Keepalived gets into a bad state where a single packet become repeatedly flooded


I have two servers running Keepalived with failover and load balancing using direct routing. The setup will work fine for some time. Eventually, it will stop responding. When I look at tcpdump I see a flood of messages like this:

15:14:55.943992 IP (tos 0x0, ttl 59, id 32319, offset 0, flags [DF], proto TCP (6), length 60)
    10.31.109.208.50132 > 10.18.28.224.https: Flags [S], cksum 0x7cb9 (correct), seq 1334967248, win 29200, options [mss 1460,sackOK,TS val 2453083948 ecr 0,nop,wscale 7], length 0
15:14:55.944173 IP (tos 0x0, ttl 59, id 32319, offset 0, flags [DF], proto TCP (6), length 60)

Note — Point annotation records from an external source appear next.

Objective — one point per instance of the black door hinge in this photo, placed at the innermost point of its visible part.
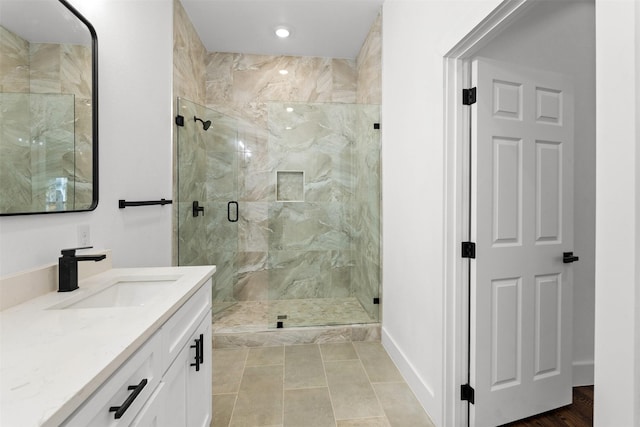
(469, 96)
(467, 393)
(468, 250)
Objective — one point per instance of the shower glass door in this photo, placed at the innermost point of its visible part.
(290, 213)
(208, 175)
(324, 214)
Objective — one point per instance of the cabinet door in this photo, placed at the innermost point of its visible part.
(175, 390)
(152, 412)
(199, 392)
(187, 383)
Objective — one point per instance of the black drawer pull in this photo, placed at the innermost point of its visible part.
(229, 218)
(120, 410)
(201, 348)
(197, 358)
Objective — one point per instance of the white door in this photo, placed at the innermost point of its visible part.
(522, 210)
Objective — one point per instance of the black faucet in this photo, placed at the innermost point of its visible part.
(68, 268)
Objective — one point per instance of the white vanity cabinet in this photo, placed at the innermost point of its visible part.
(187, 383)
(166, 382)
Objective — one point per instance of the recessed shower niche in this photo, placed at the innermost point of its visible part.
(290, 186)
(305, 190)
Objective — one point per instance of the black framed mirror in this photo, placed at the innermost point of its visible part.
(48, 108)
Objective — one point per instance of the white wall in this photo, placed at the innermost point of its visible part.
(135, 101)
(617, 340)
(562, 35)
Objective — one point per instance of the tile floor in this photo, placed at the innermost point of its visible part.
(312, 385)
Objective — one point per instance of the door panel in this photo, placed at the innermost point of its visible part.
(522, 209)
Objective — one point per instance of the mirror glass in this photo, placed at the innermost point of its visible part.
(48, 108)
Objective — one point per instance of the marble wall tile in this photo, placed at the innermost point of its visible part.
(344, 81)
(75, 65)
(14, 67)
(288, 250)
(241, 85)
(189, 57)
(15, 152)
(45, 64)
(253, 226)
(369, 66)
(308, 226)
(252, 281)
(297, 275)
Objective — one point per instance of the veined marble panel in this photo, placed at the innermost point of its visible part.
(75, 67)
(308, 226)
(189, 58)
(241, 85)
(221, 234)
(252, 282)
(226, 275)
(369, 66)
(344, 81)
(295, 274)
(253, 228)
(193, 243)
(221, 170)
(14, 66)
(45, 68)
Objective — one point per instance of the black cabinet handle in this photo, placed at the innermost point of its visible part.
(201, 348)
(568, 257)
(120, 410)
(197, 358)
(229, 211)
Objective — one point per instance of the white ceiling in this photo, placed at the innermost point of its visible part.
(323, 28)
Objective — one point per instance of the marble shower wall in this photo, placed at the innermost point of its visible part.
(369, 67)
(283, 249)
(189, 58)
(52, 70)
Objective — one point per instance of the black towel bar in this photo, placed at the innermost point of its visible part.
(123, 203)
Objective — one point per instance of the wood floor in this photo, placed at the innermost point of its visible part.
(578, 414)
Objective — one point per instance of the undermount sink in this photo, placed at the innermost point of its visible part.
(127, 292)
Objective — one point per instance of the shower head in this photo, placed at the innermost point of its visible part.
(205, 125)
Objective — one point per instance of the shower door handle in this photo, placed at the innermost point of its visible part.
(229, 212)
(196, 209)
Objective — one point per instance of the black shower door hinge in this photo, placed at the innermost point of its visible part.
(468, 250)
(467, 393)
(469, 96)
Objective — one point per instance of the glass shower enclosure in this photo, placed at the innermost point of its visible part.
(289, 214)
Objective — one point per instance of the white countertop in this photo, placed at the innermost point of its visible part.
(51, 360)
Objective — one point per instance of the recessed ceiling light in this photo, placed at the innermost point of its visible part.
(282, 32)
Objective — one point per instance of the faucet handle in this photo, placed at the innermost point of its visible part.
(72, 251)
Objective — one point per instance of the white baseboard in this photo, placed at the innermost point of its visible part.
(582, 373)
(420, 388)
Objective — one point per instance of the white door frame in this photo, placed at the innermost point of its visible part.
(456, 206)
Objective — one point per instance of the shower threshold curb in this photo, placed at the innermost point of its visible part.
(297, 335)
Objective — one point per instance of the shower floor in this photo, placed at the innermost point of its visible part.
(254, 316)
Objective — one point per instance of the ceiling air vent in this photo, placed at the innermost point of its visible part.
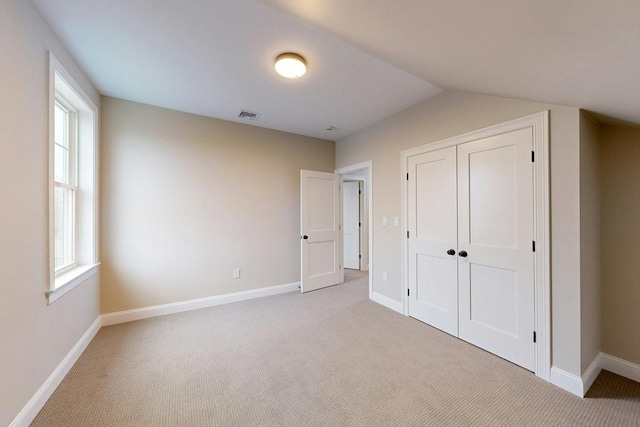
(248, 115)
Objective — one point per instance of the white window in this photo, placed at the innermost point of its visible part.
(72, 189)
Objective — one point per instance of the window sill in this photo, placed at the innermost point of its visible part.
(70, 279)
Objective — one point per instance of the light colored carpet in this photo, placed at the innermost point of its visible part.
(326, 358)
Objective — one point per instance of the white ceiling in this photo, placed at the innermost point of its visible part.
(215, 58)
(367, 59)
(584, 54)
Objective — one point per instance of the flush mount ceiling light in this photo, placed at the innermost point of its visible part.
(291, 65)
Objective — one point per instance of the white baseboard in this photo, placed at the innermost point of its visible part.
(567, 381)
(620, 367)
(591, 373)
(580, 386)
(31, 409)
(194, 304)
(387, 302)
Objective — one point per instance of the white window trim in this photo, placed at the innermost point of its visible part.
(68, 278)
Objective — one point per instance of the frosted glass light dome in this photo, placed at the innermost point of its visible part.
(291, 65)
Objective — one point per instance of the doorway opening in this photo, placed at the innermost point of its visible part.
(356, 211)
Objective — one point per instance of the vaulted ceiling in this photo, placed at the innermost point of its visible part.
(366, 59)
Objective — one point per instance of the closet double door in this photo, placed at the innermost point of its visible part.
(470, 243)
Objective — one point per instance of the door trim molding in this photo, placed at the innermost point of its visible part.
(539, 123)
(368, 165)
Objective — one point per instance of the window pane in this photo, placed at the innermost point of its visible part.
(60, 126)
(63, 219)
(60, 162)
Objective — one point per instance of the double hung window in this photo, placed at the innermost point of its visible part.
(73, 154)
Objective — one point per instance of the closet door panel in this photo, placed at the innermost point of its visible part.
(495, 226)
(432, 225)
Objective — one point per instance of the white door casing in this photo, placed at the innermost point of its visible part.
(351, 224)
(496, 230)
(432, 221)
(319, 229)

    10.31.109.208.50132 > 10.18.28.224.https: Flags [S], cksum 0x7cb9 (correct), seq 1334967248, win 29200, options [mss 1460,sackOK,TS val 2453083948 ecr 0,nop,wscale 7], length 0
15:14:55.944183 IP (tos 0x0, ttl 59, id 32319, offset 0, flags [DF], proto TCP (6), length 60)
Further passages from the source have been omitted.